Lembram-se da história do rei Luiz XVI, cuja mulher, Maria Antonieta, tinha
relação com todo mundo da corte, menos com o marido que, por sinal, dizia-se
não ser o pai verdadeiro do príncipe herdeiro? No começo do século XX, durante
a Primeira Guerra, um fato ficou famoso em toda a Europa.

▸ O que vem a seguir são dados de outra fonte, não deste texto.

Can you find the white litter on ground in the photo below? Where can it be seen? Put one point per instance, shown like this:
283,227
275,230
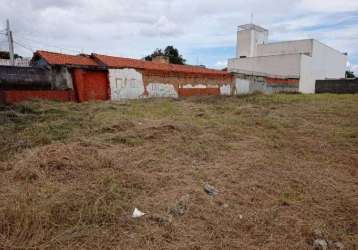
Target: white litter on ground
137,213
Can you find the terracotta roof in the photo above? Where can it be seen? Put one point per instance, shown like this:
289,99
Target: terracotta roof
53,58
120,62
63,59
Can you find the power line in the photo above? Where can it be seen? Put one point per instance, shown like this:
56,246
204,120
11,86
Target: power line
24,46
46,44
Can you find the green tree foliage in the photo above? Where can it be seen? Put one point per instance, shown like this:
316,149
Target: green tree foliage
169,51
350,74
6,55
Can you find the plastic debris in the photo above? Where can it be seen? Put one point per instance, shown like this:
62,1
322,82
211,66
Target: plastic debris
210,190
137,213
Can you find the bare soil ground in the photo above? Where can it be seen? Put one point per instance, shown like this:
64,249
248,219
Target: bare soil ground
285,166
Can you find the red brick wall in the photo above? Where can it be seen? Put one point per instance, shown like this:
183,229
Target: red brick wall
179,80
90,85
14,96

Um jornal alemão, o Kolnische Zeitung, veiculou uma matéria
afirmando que a cidade belga de Anvers havia sido ocupada pela Alemanha,
enfatizando que “Depois do anúncio da queda de Anvers, tocaram-se os sinos”. Com
base nessa notícia, o francês Le Matin
publicou em primeira pagina: “De acordo com o Kolnische Zeitung, o clero de Anvers foi obrigado a tocar os sinos
quando a fortaleza foi tomada”. E aí veio o The
Times, de Londres, que disse: “Segundo o Le Matin, os padres belgas que se
recusaram a tocar os sinos por ocasião da derrota de Anvers foram destituídos
de suas funções”. Por sua vez, o italiano Corriere
della Sera adicionou mais uma fofoca: “Segundo o The Times, os infortunados padres que se recusaram a tocar os sinos
por ocasião da queda de Anvers foram condenados a trabalhos forçados”. Finalmente,
a matéria do francês Le Matin, após a
primeira notícia, acachapou: “Segundo o Corriere
della Sera, está confirmado que os bárbaros conquistadores de Anvers
puniram os infelizes padres que se recusaram a tocar os sinos dependurando-os
de cabeça para baixo, como badalos vivos”. De uma notícia simplória, foram
dadas versões totalmente divorciadas da realidade. Mas, como diz o psiquiatra José Ângelo
Gaiarsa, autor de Tratado Geral sobre a
Fofoca, ela “é um importante veículo de controle social, por isso
não pode ser desprezada”. E adianta: “É uma maneira de ver os poderosos
despidos”.
Na Grécia antiga existiu um
tal de Diógenes Laércio que ninguém sabe de onde é e que deixou uma obra sobre
a vida dos filósofos eminentes. Apesar da sua obra não ser considerada um
clássico da bibliografia filosófica ela é muito citada pelos historiadores. O
problema é que além do aspecto informativo, a fofoca corre solta nas suas páginas. Ele conta que Sócrates foi discípulo de
Anaxágoras, Damão e Arquelau, sendo amante deste último. Registre-se que o
homossexualismo naquela época era moda, daí o termo “amor grego” dado às
relações do mesmo sexo. Fala de outros amores de Sócrates e principalmente do
mais famoso, Alcibíades. Aliás, diz-se que Alcibíades é que se apaixonou pelo
mestre, como confessado: “quando ouço a sua voz, muito mais do que o de um
coribante bate o meu coração!”. Há detalhes de como foi a conquista. Outra
fofoca de Sócrates é que ele era um chato de galocha e muito pegajoso com os
seus interlocutores, não sendo uma ou duas vezes que fora espancado com socos e
pontapés. Todos sabem que Sócrates não deixou nada escrito, por isso é dito que ele era analfabeto, não sabendo ler, nem
escrever. Até Platão contribui com essa fofoca na sua fábula Fedro. Antístenes, da escola cínica,
nascida dos ensinamentos socráticos, para quem a liberdade era entendida como o
bem supremo da alma e que só poderia ser alcançada por meio da auto-suficiência,
tinha fama de ser um sem-teto, morador de rua e que o epíteto de “cínico” que
ele tinha era motivado pelo fato dele ter passado a vida inteira como um cão de
rua. É também colocado em dúvida o
machismo de Geron, o bruto tirano de Siracusa. Ele teria se apaixonado pelo
jovem Dailoco. O boato foi repelido por ele com a frase: “é natural que eu me
sinta atraído pelo belo”. Tem também com Aristipo, filósofo cirenaico,
antagônico dos cínicos, tido como esnobe e frouxo. Numa tempestade, durante uma viagem, um
viajante insinuou: “que coisa mais estranha! Um filósofo não deveria ter tanto
medo da morte, se eu mesmo, que não sou um sábio, não estou nem um pouco
assustado”. E ele respondeu: “E tu queres comparar a tua vida inútil com a
minha?”
Mas a verdade é que a fofoca
tornou-se um passatempo universal, estando presente em todos os lugares. Se
você não quer ser vítima da fofocagem, lembre-se de um poema de Mário Quintana:
“Não te abras com teu amigo que ele um outro amigo tem. E o amigo do teu amigo
possui amigos também”.
- Publicado no Jornal da Cidade, Aracaju-SE, edição de
domingo e segunda-feira, 3 e 4 de fevereiro de 2013, Caderno C, página 4.